With the introduction of International Financial Reporting Standards (IFRS) many intangible assets were brought onto organisations’ balance sheets including taxi plates, customer lists, copyrights and patents.
On initial recognition, intangible assets are accounted for on a cost basis and then subsequently measured using the revaluation model.
Many aged care organisations did not purchase bed licences as they were allocated to them by government bodies. As such, the licences were not recognised as an asset on the balance sheet of the aged care organisations prior to the introduction of IFRS. Upon introduction of IFRS, the organisation had to interpret if bed licences fit the definition of an intangible asset and if so what value to assign to them.
The three critical attributes of an intangible asset are that they are identifiable, are controlled by the entity and provide future economic benefits. Bed licences are clearly identifiable, are controlled by the aged care organisation and provide economic value.

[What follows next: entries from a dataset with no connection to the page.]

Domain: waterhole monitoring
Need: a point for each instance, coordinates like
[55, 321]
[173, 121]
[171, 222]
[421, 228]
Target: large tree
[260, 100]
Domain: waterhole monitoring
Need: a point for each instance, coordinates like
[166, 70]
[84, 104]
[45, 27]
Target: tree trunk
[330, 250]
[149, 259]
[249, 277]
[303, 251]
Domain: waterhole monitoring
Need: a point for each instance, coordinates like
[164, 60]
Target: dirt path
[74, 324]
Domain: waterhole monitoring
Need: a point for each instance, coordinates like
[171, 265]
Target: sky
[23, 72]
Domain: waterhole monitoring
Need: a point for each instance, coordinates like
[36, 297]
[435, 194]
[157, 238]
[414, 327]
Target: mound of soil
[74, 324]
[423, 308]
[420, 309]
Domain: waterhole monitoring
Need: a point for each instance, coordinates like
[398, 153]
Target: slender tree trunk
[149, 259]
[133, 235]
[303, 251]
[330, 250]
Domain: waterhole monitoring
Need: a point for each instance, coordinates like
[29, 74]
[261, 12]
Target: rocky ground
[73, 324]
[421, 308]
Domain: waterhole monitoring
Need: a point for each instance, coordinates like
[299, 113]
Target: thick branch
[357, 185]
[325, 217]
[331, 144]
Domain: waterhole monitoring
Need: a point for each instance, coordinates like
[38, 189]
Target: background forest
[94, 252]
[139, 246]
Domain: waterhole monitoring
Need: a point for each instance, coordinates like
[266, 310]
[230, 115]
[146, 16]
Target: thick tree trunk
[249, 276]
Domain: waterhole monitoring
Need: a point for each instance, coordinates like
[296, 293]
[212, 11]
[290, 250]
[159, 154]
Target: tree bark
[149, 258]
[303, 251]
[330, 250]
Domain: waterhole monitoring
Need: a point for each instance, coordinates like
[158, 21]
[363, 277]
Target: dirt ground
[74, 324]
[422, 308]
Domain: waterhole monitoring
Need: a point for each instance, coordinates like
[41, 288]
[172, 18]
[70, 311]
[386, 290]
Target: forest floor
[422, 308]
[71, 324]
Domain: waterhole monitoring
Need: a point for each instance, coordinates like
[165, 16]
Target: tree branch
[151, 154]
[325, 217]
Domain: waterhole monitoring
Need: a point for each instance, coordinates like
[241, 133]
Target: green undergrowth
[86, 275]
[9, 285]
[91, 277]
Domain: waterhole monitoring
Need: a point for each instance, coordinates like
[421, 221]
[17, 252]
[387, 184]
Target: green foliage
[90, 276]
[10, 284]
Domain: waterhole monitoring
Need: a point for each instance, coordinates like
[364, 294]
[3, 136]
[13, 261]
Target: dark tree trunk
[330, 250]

Where there has been some contention though is the revaluation of bed licences. In order to perform a revaluation an intangible asset must have an active market. This is where the contention arises; some argue there is an active market and others argue there isn’t. The Standard (IAS 38 and AASB 138 – Intangible Assets) states that active markets are expected to be uncommon for intangible assets but lists examples where an active market might exist such as production quotas, fishing licences, taxi licences.
While ASIC has challenged entities on recording bed licences as an intangible asset, no definitive resolution has been made that designates whether an active market exists for bed licences or not.
In the absence of definitive guidance on the existence of an active market, organisations must make an assessment internally and provide adequate evidence on whether they think an active market exists and following that the value that should be placed on their bed licences.